Смешные голые
СЕАНС – 53/54
No Wave Cinema, Cinema of Transgression, New Cinema. Много разных имен придумано для того, чтобы убедить нас в том, что кино Ричарда Керна — это настоящее, всамделишное кино. Бросьте. Как «панк не музыка, а образ жизни», так и фильмы Керна одновременно и больше, и меньше, чем просто фильмы. То ли побочные продукты субкультуры и образа жизни, то ли прикладное искусство, то ли любительская игра с опасной камерой, home porno, припудренное анархистской идеологией DIY. А может, реализация того «первичного творческого импульса», который, словно молния, гальванизировал грязь лондонских тротуаров и спустя десятилетие — нью-йоркских тараканьих дыр в Нижнем Ист-Сайде. Из этой грязи самозародился постпанк Ист-Виллидж — короткая вспышка ненависти, ярости и героиновой эйфории, саморазрушительная машина из черной кожи и бледной плоти, перемоловшая те последние — скорее санитарные, чем нравственные — табу, которые еще оставались после сексуальной революции.

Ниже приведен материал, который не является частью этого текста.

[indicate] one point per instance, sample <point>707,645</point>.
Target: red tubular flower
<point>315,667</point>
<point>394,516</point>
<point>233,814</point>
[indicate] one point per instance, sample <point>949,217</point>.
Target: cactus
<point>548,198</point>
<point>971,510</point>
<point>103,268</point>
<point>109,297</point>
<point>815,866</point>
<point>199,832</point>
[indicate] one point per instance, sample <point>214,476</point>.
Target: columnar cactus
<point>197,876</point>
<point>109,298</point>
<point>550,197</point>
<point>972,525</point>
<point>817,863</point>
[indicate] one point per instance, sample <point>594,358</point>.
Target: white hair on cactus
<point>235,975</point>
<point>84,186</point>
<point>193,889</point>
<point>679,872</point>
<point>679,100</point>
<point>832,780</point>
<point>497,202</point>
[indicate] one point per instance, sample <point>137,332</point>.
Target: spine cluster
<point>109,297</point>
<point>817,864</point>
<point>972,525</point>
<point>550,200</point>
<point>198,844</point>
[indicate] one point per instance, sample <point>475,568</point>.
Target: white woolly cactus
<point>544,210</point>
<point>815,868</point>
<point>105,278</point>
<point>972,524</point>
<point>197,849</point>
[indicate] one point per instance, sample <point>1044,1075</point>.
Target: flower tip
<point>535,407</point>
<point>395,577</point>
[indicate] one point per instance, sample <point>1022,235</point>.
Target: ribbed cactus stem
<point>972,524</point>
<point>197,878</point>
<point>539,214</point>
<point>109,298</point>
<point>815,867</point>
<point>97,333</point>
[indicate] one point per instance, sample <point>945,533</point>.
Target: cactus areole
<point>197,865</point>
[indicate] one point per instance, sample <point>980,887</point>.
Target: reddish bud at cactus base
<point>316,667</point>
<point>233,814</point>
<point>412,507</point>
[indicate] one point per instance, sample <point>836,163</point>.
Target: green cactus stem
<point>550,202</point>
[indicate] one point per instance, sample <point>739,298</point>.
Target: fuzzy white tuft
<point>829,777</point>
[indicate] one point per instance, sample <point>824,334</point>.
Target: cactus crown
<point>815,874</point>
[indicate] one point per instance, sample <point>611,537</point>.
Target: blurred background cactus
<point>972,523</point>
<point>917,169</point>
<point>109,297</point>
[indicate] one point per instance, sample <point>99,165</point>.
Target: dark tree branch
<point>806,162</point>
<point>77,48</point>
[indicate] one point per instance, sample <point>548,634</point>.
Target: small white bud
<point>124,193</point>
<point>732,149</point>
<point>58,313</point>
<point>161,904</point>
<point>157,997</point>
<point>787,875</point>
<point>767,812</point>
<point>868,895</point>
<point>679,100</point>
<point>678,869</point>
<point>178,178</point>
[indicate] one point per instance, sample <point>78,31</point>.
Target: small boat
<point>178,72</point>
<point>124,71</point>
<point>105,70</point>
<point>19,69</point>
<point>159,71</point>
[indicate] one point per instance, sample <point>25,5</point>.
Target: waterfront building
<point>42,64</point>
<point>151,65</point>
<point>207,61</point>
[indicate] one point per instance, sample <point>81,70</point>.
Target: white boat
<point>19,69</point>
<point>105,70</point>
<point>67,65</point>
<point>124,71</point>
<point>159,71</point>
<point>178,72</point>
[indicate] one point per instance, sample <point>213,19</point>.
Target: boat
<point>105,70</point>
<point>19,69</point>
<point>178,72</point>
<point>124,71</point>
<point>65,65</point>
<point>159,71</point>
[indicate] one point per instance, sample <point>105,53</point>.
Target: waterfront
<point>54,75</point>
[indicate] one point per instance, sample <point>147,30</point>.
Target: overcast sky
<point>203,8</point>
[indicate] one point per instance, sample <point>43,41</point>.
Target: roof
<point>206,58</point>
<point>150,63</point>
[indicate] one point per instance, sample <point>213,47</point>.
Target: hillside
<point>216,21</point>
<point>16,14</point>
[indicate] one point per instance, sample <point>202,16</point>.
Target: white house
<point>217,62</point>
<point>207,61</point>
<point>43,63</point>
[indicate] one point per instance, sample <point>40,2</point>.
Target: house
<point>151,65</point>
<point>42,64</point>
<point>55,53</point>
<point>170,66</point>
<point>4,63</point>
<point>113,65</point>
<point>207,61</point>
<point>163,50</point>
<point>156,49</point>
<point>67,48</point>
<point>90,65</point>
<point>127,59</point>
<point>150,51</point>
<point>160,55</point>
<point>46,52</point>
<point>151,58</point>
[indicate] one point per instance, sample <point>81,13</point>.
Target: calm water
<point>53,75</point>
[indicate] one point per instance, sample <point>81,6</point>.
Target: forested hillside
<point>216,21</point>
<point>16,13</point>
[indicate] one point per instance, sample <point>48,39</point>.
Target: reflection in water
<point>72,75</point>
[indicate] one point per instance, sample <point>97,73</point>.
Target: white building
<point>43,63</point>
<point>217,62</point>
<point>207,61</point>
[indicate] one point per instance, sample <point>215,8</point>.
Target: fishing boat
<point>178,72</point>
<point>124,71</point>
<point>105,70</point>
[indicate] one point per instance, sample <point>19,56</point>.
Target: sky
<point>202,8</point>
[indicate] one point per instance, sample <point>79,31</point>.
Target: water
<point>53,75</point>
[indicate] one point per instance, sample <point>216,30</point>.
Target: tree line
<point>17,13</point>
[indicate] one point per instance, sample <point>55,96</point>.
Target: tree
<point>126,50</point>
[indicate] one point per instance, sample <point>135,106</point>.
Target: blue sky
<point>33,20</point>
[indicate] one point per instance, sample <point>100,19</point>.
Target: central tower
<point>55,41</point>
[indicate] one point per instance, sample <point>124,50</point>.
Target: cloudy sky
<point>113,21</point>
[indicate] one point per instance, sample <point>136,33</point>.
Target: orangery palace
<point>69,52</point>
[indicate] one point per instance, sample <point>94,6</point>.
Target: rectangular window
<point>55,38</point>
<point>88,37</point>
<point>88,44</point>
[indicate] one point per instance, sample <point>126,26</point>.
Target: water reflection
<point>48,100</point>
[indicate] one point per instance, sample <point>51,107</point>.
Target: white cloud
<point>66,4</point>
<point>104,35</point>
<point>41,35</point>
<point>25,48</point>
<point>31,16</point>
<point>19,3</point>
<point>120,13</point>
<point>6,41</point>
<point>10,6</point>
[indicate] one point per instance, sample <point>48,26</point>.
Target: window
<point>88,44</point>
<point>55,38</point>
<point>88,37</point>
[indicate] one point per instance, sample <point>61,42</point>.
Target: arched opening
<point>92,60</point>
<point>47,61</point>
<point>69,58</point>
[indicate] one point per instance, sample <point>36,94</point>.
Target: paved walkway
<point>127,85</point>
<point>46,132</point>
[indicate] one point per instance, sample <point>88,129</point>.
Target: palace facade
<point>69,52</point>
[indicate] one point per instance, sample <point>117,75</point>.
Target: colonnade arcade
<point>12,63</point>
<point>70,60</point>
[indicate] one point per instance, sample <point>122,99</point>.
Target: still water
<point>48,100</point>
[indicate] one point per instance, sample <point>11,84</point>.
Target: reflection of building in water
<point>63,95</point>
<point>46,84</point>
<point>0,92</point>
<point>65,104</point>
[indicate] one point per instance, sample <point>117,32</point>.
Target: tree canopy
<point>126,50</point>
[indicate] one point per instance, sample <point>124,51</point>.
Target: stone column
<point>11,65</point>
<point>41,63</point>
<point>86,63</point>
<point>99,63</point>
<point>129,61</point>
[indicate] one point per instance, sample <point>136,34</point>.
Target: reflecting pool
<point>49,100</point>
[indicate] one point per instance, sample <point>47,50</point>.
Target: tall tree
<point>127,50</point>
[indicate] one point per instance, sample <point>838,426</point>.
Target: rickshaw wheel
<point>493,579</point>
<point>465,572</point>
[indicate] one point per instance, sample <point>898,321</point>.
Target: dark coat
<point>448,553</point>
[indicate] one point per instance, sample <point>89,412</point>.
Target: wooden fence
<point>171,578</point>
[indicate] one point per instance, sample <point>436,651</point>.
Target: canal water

Герой короткометражек Керна одновременно и вуайер, оператор, прячущийся за камерой (он все-таки выйдет на сцену в автошарже «Злой оператор»), и бьющийся в легком нервном ознобе объект его вожделения, впервые и по доброй воле оказавшийся перед объективом. Этот неприятный тип в узких джинсах и черной майке — современник и земляк персонажей Вуди Аллена (одна из главных работ Керна — «Подчинись мне сейчас» — снята в год выхода едва ли не лучшей алленовской комедии отношений «Ханна и ее сестры»), он его недосягаемая ролевая модель и в то же время темный антагонист. Невротичный алленовский интеллектуал бегал по Манхэттену в отчаянных попытках понять, кто он и чего же ему хочется, отчаянно пытаясь почувствовать нечто, как ему кажется, настоящее, он мучился смутным влечением, жил насыщенной эмоциональной жизнью. Тощий перверсивный тип из керновских короткометражек, завсегдатай секс-притонов 42-й улицы точно знал, чего он хочет, и именно в этом точном знании содержался приговор его желанию (сегодня оба типажа связаны еще и внезапно обнаружившимся портретным сходством Аллена и пожилого Керна).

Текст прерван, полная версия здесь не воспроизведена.